In Python, if you try to (for example) add two instances of a class that 
doesn't have the __add__ method (Python's equivalent of opAdd) defined, 
Python will raise a TypeError. If you try to do this in D, it is a 
compile-time error.

At the moment, DPyObject doesn't define opAdd. DPyNumber does, like this:

DPyNumber opAdd(DPyNumber rhs) {
     return make_dpyobject(PyNumber_Add(m_ptr, rhs.m_ptr));
}

(If you're unfamiliar with the Python/C API, PyNumber_Add takes two 
PyObject* arguments and returns a new PyObject* with the result. m_ptr 
is the only member of DPyObject, and is a PyObject*. make_dpyobject is 
my factory function that returns the proper subclass of DPyObject based 
on the type of the PyObject* passed to it.)

If we have:

DPyObject o = new DPyInteger(5);
DPyObject p = new DPyInteger(10);
DPyObject q = o + p; // Error! DPyObject doesn't define opAdd.

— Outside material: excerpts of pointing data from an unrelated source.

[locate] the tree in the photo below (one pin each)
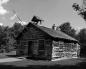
(81, 11)
(82, 39)
(66, 28)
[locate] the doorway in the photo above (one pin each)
(30, 46)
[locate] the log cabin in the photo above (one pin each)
(40, 42)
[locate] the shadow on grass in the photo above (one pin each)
(78, 66)
(12, 56)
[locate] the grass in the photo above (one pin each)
(79, 63)
(41, 64)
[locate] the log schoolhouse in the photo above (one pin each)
(45, 43)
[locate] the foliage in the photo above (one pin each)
(81, 11)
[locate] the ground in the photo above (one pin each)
(17, 62)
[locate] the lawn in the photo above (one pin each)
(33, 64)
(76, 63)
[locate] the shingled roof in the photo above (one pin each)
(53, 33)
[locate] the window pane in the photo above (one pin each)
(41, 44)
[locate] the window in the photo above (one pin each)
(41, 44)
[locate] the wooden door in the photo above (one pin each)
(30, 47)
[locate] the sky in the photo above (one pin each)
(51, 11)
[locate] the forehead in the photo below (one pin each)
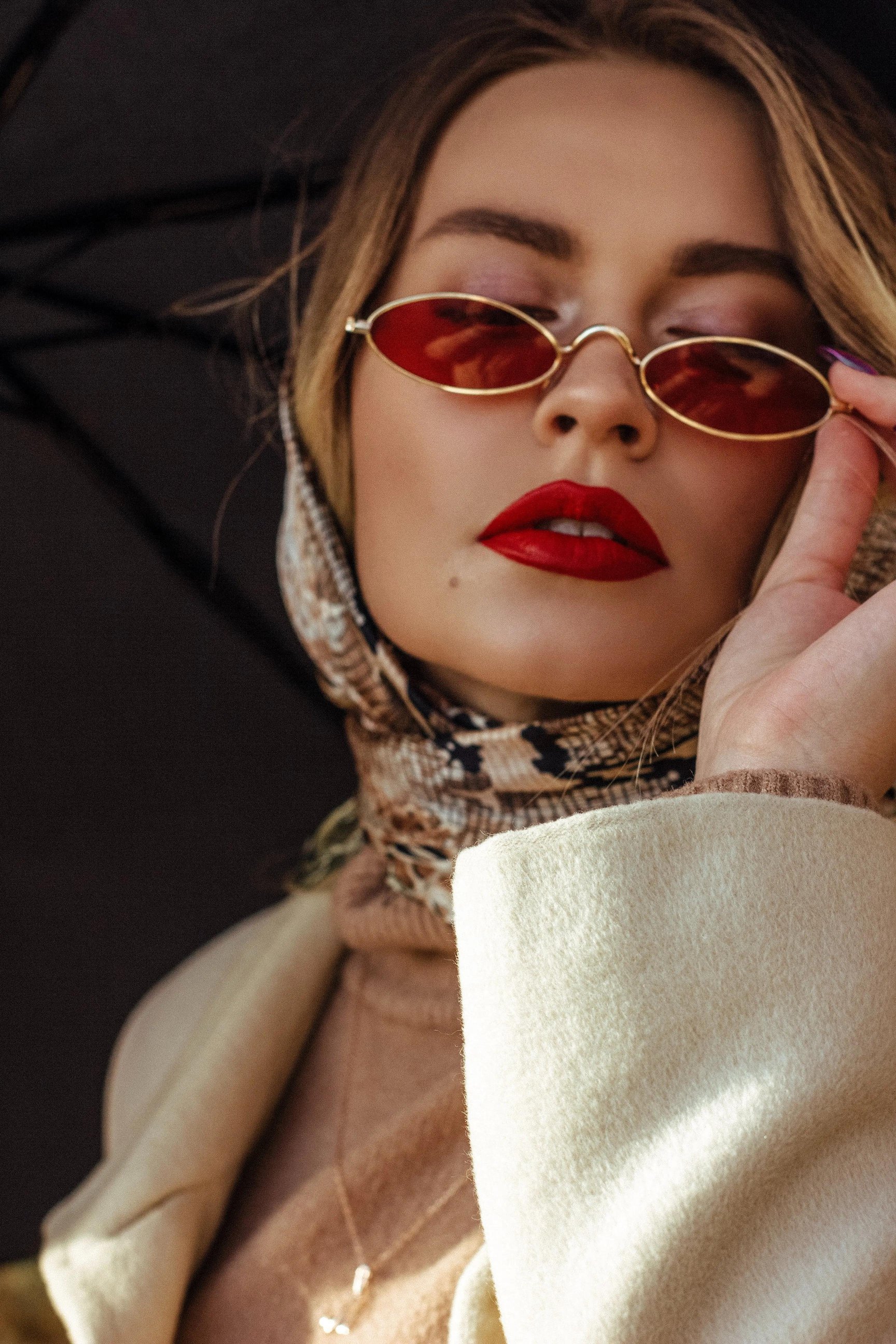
(653, 153)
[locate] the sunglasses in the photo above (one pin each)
(731, 386)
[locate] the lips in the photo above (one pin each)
(520, 533)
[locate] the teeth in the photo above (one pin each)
(574, 527)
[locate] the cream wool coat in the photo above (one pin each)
(680, 1053)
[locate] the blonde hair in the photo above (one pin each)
(831, 158)
(831, 150)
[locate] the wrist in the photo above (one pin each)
(783, 782)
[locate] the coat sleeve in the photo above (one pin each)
(680, 1053)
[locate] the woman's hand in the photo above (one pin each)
(806, 680)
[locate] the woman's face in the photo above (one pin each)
(613, 191)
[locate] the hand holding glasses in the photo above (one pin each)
(730, 386)
(806, 679)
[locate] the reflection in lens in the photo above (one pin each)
(463, 343)
(737, 389)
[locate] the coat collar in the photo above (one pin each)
(120, 1252)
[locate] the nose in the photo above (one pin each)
(597, 397)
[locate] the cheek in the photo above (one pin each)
(428, 468)
(733, 499)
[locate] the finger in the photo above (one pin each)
(872, 394)
(832, 514)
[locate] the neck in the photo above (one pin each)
(506, 706)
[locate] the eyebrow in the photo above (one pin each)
(704, 258)
(717, 258)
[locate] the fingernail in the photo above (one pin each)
(849, 360)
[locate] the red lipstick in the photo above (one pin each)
(563, 527)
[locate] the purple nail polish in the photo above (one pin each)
(849, 360)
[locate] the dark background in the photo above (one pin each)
(159, 765)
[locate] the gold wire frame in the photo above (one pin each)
(363, 327)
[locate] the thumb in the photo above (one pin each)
(833, 510)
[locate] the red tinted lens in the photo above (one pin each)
(737, 389)
(463, 343)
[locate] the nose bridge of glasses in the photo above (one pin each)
(602, 330)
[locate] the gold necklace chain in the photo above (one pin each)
(342, 1320)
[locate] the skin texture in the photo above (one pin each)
(636, 162)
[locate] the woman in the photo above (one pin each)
(676, 998)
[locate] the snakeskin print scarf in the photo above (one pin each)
(435, 776)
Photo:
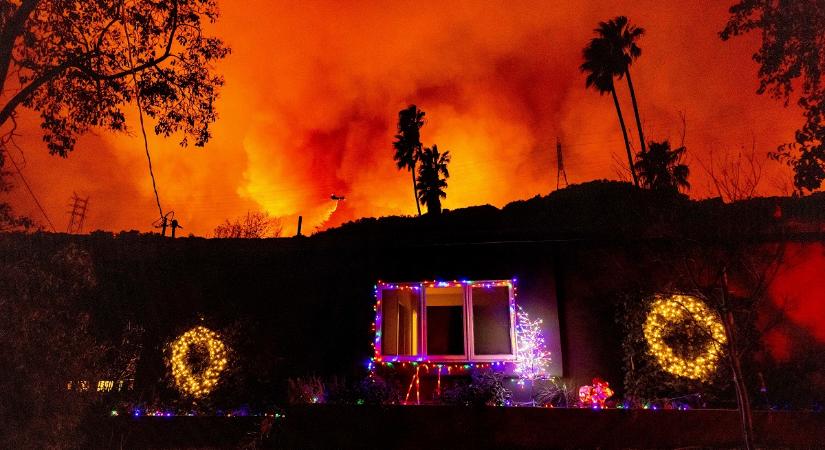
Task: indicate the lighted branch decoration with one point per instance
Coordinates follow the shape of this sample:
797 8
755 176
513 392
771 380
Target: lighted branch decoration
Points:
188 379
532 357
667 313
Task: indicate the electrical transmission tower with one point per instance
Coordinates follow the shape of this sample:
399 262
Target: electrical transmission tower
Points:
560 164
78 214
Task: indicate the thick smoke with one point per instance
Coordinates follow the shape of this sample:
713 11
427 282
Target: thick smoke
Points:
313 90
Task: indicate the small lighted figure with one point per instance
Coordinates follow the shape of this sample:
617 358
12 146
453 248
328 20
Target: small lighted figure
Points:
595 395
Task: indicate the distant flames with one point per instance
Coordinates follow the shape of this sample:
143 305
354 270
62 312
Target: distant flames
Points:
313 92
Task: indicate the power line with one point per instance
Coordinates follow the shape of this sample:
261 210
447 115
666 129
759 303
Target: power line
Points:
28 188
78 214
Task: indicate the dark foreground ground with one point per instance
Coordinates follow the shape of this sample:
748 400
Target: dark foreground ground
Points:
437 427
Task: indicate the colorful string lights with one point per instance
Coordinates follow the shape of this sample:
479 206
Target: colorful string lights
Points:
666 312
202 383
379 359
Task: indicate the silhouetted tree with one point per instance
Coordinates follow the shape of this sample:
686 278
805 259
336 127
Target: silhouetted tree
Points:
432 178
254 225
79 63
661 168
407 143
622 38
790 57
601 66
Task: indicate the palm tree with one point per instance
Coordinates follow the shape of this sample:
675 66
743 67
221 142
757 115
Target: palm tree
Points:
432 179
601 65
407 143
622 38
661 168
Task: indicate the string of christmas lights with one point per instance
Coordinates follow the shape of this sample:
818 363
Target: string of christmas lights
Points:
379 359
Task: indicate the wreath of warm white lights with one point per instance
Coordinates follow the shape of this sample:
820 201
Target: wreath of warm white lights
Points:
666 312
200 384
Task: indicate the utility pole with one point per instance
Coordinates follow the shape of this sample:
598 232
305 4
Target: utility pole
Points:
77 214
560 172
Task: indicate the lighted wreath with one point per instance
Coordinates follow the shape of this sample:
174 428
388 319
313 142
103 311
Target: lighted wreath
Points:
683 313
201 380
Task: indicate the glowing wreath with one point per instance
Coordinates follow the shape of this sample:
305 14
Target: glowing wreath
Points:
201 383
666 312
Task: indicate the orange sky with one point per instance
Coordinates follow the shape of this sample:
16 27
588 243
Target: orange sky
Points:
313 90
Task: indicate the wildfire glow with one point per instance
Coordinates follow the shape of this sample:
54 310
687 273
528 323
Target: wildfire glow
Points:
313 89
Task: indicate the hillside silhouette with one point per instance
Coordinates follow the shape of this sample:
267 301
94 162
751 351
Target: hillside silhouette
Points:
599 210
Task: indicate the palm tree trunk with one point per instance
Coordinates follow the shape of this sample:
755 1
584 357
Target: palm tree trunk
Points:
415 191
624 133
636 110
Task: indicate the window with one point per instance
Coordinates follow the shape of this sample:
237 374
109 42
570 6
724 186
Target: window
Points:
439 321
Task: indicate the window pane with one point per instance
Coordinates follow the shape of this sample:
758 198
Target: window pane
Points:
399 322
445 320
491 320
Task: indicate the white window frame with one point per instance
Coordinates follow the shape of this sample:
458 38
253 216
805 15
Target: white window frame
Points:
469 355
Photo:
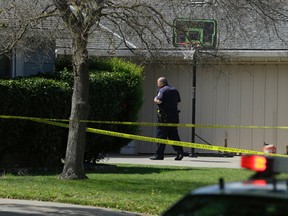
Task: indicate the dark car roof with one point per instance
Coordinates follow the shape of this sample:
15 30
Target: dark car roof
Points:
250 187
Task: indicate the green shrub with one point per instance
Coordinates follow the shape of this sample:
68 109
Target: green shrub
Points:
115 94
35 97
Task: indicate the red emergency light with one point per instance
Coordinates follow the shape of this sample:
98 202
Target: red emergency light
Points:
265 167
254 162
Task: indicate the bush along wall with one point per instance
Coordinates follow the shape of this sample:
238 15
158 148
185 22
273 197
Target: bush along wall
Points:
115 94
27 143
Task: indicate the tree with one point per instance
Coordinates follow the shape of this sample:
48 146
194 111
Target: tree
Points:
145 23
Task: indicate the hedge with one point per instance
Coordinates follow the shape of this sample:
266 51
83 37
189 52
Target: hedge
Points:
115 94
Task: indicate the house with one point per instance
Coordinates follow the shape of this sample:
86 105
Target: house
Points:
243 82
240 82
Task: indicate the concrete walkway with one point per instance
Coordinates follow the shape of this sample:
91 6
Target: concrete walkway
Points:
10 207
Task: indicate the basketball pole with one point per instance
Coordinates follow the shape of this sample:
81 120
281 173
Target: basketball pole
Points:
194 76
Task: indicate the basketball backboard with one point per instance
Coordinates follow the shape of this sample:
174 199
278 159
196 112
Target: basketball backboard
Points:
194 33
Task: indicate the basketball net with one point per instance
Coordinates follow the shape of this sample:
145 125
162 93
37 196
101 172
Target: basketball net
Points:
188 49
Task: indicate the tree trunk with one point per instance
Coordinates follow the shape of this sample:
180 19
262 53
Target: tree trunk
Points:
74 159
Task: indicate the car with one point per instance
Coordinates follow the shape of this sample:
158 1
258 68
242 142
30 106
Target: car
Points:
264 194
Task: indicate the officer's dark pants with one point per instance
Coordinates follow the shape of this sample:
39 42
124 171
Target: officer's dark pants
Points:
170 133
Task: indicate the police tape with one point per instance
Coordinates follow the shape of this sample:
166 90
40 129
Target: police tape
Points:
154 140
148 123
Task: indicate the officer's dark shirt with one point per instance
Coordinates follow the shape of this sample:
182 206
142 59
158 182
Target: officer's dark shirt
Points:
170 97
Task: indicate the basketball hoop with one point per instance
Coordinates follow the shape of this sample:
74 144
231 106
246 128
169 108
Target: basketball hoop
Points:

I'm trying to decide if this is a problem. I can easily define this for 
DPyObject:

DPyObject opAdd(DPyObject rhs) { assert(false); }

Then the above example would work, but I'm not totally sure that this is 
desirable behavior. In Python it certainly would be: that language is 
all about the duck typing. It would certainly simplify the API, in that 
all DPyObject-derived classes would have the same interface (now there's 
an idea, I should write an interface...). But I still have this 
irrational fear that it is a bad idea.

Anyone have more insight than I can currently muster?